As the son of bakers who immigrated to Canada in the early 1970s, Dr. Wilson J. Kwong had always thought he would follow in the family bakery business. But when a persistent pain in his mouth drove him to seek help, he discovered a new calling.
His toothache was only the first problem: no one among his seven siblings—there are 14 years between Kwong (the youngest) and his eldest brother—or his parents had ever gone to see a dentist in Canada. After several attempts, he eventually found someone who agreed to see him on a Friday afternoon at 5:00 p.m.
“This person gave me his time and changed my life,” Kwong says. “He took me out of pain.”
He was 16 years old and it was his first filling. That was swiftly followed by the 13 others that were needed in order to fix his teeth and stop the pain completely. His 30-year career as one of Vancouver’s most recognizable entrepreneurial dentists is the result.
“Getting in to see that dentist changed the trajectory for me. Within a month after I got out of pain, I had decided. I wanted to be a dentist,” he says. “And I started telling people.” His family were not convinced. “‘Why would you tell people that?’ they said. And I thought, ‘Why wouldn’t I?’”
He may not have them to thank for his profession, but Kwong says his self-confidence and self-reliance was learned through the example set by his parents. His mother, Ah Hong Yau, and his father, Walter Kwong, had already built a successful bakery business in their native Philippines, but they decided to move to Canada and start again from scratch.
They opened New Town Bakery at 168 East Pender in Chinatown in 1974. At the time, the concept was a novelty: a bakery that blended baked goods from the Philippines and China. The business was successful, but after Kwong’s mother died following a short illness just two years later, the whole family had to chip in to help run things. He was just 12.
“I worked there throughout my childhood and that’s where the work ethic started,” Kwong notes. “I had to learn to figure things out on my own, and that also gave me drive.”
He graduated from dentistry school at age 25 and started practicing in Quesnel in 1989. He had briefly toyed with the idea of staying in school longer and becoming an oral surgeon, but the dean of his school told Kwong that he was better off getting out and serving the community as soon as he could.

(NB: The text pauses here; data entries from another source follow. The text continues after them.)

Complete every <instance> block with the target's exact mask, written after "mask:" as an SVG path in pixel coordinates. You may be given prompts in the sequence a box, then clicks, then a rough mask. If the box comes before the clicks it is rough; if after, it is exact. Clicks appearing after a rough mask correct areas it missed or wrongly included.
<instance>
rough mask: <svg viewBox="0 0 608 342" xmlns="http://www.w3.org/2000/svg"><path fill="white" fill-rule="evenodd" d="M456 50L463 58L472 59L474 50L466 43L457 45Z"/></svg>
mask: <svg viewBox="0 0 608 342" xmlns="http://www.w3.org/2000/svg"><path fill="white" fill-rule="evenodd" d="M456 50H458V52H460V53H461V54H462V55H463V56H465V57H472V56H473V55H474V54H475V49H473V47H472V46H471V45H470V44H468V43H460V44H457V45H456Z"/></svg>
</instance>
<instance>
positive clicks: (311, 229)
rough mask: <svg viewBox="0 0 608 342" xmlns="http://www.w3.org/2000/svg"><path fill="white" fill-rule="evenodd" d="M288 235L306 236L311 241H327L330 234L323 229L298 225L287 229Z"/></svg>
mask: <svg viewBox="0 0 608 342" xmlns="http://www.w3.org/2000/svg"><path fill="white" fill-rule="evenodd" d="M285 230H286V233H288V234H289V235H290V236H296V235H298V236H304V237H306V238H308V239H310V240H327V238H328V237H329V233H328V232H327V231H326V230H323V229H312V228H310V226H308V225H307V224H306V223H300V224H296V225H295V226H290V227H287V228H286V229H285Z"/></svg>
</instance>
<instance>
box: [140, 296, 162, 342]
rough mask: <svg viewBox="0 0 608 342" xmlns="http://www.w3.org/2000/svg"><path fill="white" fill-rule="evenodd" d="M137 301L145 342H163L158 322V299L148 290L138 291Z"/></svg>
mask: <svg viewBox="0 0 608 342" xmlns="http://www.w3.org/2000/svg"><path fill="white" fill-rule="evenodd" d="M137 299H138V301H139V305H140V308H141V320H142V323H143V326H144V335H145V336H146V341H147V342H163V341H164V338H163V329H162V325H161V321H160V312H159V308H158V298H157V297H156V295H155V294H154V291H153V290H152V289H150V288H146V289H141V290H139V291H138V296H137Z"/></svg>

Kwong returned to Vancouver in 1990 and started a successful practice at Oakridge Mall the same year. He created Inspire Dental Group in 2011, and has since opened further offices in Port Moody, Surrey, and Langley. The newest practice was launched last fall on West Hastings at Terminal City Club. He also teaches as a clinical instructor at the University of British Columbia’s Faculty of Dentistry.
In memory of the help he received as a teenager wracked with toothache, in 2008 he founded the Vancouver Dental Education Centre, where dentists learn advanced clinical techniques to make visiting them more comfortable and affordable, and through which he recognizes one student each year with a $1,000 scholarship. He also started Patients 4 Philanthropy which donates $25 from each new patient visit at his practice to Eagle Ridge Hospital Foundation for the purchase of hearing aids for children in need.
His students are very aware, he notes, that one day AI and robots could make dentistry cheaper and faster, but he wants these future dentists to understand that there will always be a psychological element to the work. Making people comfortable in the dentist’s chair is not necessarily something that technology can address.
The cost of getting the work he needed done when he was 16 was the equivalent of buying a car. Many young men might have thought that a better option.
“I didn’t know any better at that time, but I figured it out,” he adds. “A smile opens a lot of doors for you.”